To get you all excited about my manuscript I have posted my most current proposal letter:
Dear Editorial Department,
I attempted suicide twice in high school, and during my first week of college I was ready to finish the job. The only reason I survived was my most trusted friend introduced me to a God who is, “near the broken hearted and saves the crushed in spirit” (Psalm 34:18). Several months later, God put a fire in my bones to write my testimony.
That was almost seven years ago. Now I am a twenty-six year old Fuller Theological Seminary student with a 67,000 word manuscript entitled: War For My Soul: Failed Nice Prayers, Shouting F*!#; A Spiritual Memoir. I believe God intends to use my work to proclaim to my generation that He is in our midst despite our brokenness—our binge drinking, our drug use, our pornography addiction, our promiscuous sexual behavior, our broken homes, our eating disorders, our loneliness, our anger and our depression.
Abstract
In prayer Evangelical Christians often approach God like He is a dangerous material—volatile, agitated, and ready to go off at any minute. Hoping not to disturb God, they hide their true selves in hazardous material suits. They tiptoe around with mundane prayers: “Help me with a test,” or “Help me with a co-worker I do not like.” This works great when the world is nice. But what happens when lives get contaminated with messy concerns?
Jonathan Barker’s high school experience was infected by romantic failure, broken dreams, unanswered prayers, binge drinking, drug use, and a couple of suicide attempts. As he entered college, he knew that God could not be exposed to his real life. However, when he meets Elizabeth, a recent convert to Christianity who was found by God amidst bulimia, divorced parents, male rejection and a suicide attempt of her own, Jonathan starts to wonder if maybe God could find him too.
The bold and often explicit writing style of Jonathan Barker is genuine, heart wrenching, and often obscene. In a rare feat, he combines profanity, prayer, and graphic depictions of suicide. His testimony is not for every Christian but every Christian knows someone who needs to be reminded, “The LORD is near the brokenhearted and saves the crushed in spirit” (Psalm 34:18).
Audience
I wrote War for My Soul with a vision to introduce my relatives and friends to the God I know and love. They all grew up Evangelical Christians but left the faith when youth group theology, and by extension God, failed to constructively address the reality of parental conflict, divorce, heartbreak, death, and the party scene full of sex, drugs and alcohol. By analogy, I hope they realize if God loved me when I was on the verge of suicide and listened to me pray strings of profanity, then he also loves them amidst their suffering and sin and can hear their real prayers.
In the last several years I have met dozens of others from my generation, the Millenials, whose lives became too messy for the evangelical youth group God.

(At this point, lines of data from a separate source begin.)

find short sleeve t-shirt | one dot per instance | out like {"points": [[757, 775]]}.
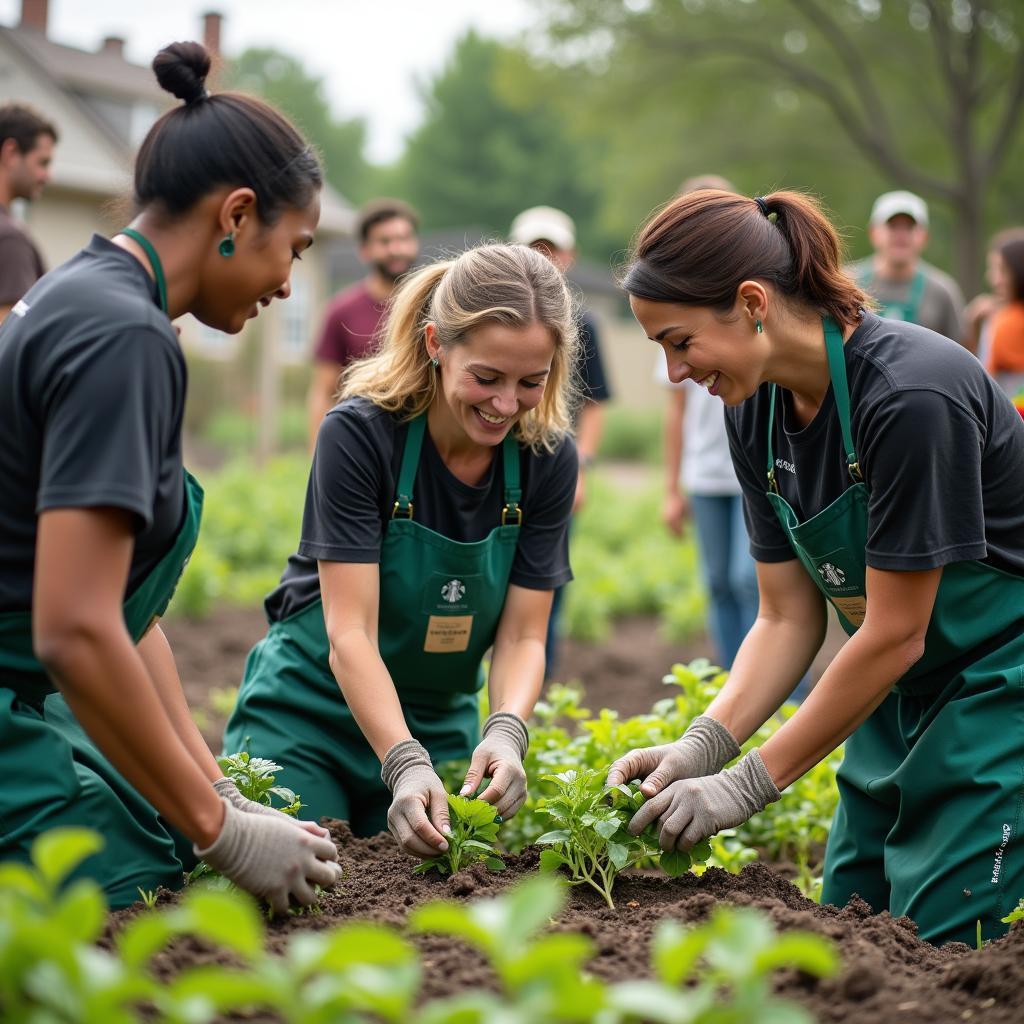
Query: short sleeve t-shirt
{"points": [[941, 307], [351, 494], [940, 446], [20, 264], [92, 391], [351, 327]]}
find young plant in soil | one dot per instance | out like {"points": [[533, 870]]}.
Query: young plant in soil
{"points": [[474, 829], [592, 840]]}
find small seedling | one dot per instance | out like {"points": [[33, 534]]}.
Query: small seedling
{"points": [[256, 778], [474, 828], [593, 841], [147, 896]]}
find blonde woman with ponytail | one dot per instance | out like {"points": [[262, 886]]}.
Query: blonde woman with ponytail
{"points": [[435, 527], [881, 472]]}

They are my primary audience.
Beyond my generation, I believe War for My Soul can also speak to contemporary teenagers. In many ways their world is even darker than mine was. Sex text messages and the exchange of pornographic self-pictures are just two examples of how the world has changed for the worse in the last decade. Although my work does not speak directly to these new problems, once again by analogy, I hope contemporary teens conclude that God loves them even if they sex text message.
I have also come to realize there are several groups of adults over thirty who might read War for My Soul. First, adults who are interested in teen culture—teachers, youth pastors, parents and others—will find my account eye opening. Second, adults who are experiencing or have experienced heartbreak, loss, and frustration with God will be comforted by my work. Third, adults who read books on Christian spirituality will find War for My Soul a penetrating look into honest prayer, intimacy with God and God’s character.
Competition
In the broadest category War for My Soul is creative non-fiction. There have been a plethora of books written in this genre in the last forty years ranging from Joan Didion’s Slouching Towards Bethlehem to Elizabeth Gilbert’s Eat, Pray, Love. More specifically, my work is a Christian testimony, putting it in a 1600-year tradition originating with Augustine’s Confessions and continuing into the new millennium with Lauren Winner’s Girl Meets God.
However, I am yet to come across creative non-fiction set in the context of American teen culture at the beginning of the 21st century—especially a Christian testimony. The only work I have found that deals with my world is Chap Clark’s Hurt. In his cultural analysis of midadolescent culture, Clark describes a “world beneath” that adults rarely see that is saturated with loneliness, anxiety, and partying. Although similar, our works are not in competition but rather nicely compliment one another. Clark’s work goes to great lengths to describe the setting of my work, whereas my work shows the pain of living in that setting.
In addition to a unique setting, War for My Soul has an eclectic style combining elements from a wide variety of film, literature, and philosophy. I was influenced by the movies Pulp Fiction and Fight Club, films filled with irony, absurdity, and ambiguity; the literature Great Expectations and The Great Gatsby, books loaded with symbols, parallelism, and extended metaphors; and Plato’s philosophy with its dialogical style. These diverse aspects give my work a textual richness missing from other creative non-fiction. It would almost be better to coin a new phrase to describe War for My Soul like “epic non-fiction” or “literary non-fiction.”